Burocrazia più forte
di crisi e buon senso
burocrazia, crisi
e buon senso

Siamo il Paese della burocrazia e se qualcuno ha ancora dei dubbi in proposito non ha che da conoscere il caso dell’area commerciale dell’ospedale Sant’Anna. In questo ambito, rischia di diventare un caso di specie. Già perché nel nostro nuovo ospedale, a cinque anni dall’apertura, un mese fa è stata inaugurata, con tanto di taglio del nastro come nell’Italia del boom, una serie di attività commerciali. Vi si trova – anzi, meglio vi si troverà – un po’ di tutto: dal bar alla yogurteria, dalla parafarmacia alla lavanderia. Nel complesso si tratta di circa 50 posti di lavoro, neoassunti compresi. Non poco, soprattutto di questi tempi, e allora fa rabbia e desta sconcerto che passino le settimane ma i negozi – bar compreso – sono sempre chiusi perché - non è uno scherzo – manca un certificato dei vigili del fuoco che, pare, debba essere rilasciato dal comando regionale. La pratica - e la circostanza aumenta il senso di frustrazione – sta facendo il suo corso regolare ma certezze sui tempi non ce ne sono. Tanto è vero che da un paio di settimane l’avvio delle attività commerciali viene annunciato, in modo informale, e posticipato di volta in volta. Sembra sempre che stia per accadere qualcosa ma poi, puntualmente, i titolari allargano le braccia. Gli italiani, e Como in questo campo non fa eccezione, sono condannati a portare pazienza.

Tanto ai burocrati, i veri padroni di questo nostro disgraziato Paese, non importa dei soldi persi dagli imprenditori o dei lavoratori senza stipendio (solo una parte beneficia della cassa integrazione). E non importa nemmeno dei disagi dei pazienti del Sant’Anna che, in assenza del bar, hanno l’obbligo di utilizzare i distributori automatici. Ieri il sindacato ha organizzato una protesta, il timore è che se la vicenda non si risolverà in tempi brevi, qualche imprenditore faccia le valigie. La storia del certificato che non arriva è forse un caso limite, emblematico però di quanto sia malato il nostro sistema.

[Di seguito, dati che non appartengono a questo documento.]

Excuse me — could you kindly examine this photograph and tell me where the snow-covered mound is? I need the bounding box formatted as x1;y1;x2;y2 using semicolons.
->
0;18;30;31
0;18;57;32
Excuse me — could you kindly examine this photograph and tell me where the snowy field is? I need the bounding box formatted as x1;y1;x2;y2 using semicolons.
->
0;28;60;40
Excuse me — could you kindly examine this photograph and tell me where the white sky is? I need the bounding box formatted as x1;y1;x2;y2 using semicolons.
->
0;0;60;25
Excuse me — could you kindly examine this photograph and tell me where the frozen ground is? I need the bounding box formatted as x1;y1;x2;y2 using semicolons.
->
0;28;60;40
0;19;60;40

Non c’è procedura amministrativa, dalle tasse (quanti anni occorrono per godere di un rimborso?), alla giustizia, dal far valere i propri diritti, alla fruizione dei più semplici servizi, che si svolga in tempi brevi. Qualcuno si stupisce ancora se il Bengodi agli occhi dei nostri imprenditori continua ad essere la Svizzera? Oltre confine, a un paio di chilometri da qui, in un paio di giorni si può avviare un’attività quando da noi, prima ancora di mettercisi, occorre rivolgersi a un consulente e poi sperare, sì sperare, che prima o poi si accenda il semaforo verde dei permessi. La burocrazia limita la libertà, uccide l’iniziativa, ma è anche un concretissimo macigno sui bilanci delle nostre aziende. Il giornalista del Corriere della Sera Sergio Rizzo ha calcolato che negli ultimi sei anni, con la scusa della semplificazione, sono state introdotte 629 norme fiscali. Un paradosso in cui gode soltanto la burocrazia che campa alla grande nella giungla di leggi e leggine.

Il World Economic Forum ci ha collocato al 49° posto sul fronte della competitività. Senza guardare ai primi della classe – accanto alla Svizzera ci sono Singapore e Usa - aprire una qualsiasi impresa commerciale in Giappone, in Australia in Nuova Zelanda, in Germania, implica un paio di moduli compilati ed una tassa, che spesso è pagabile online. Tutto qui. Possiamo farlo anche noi?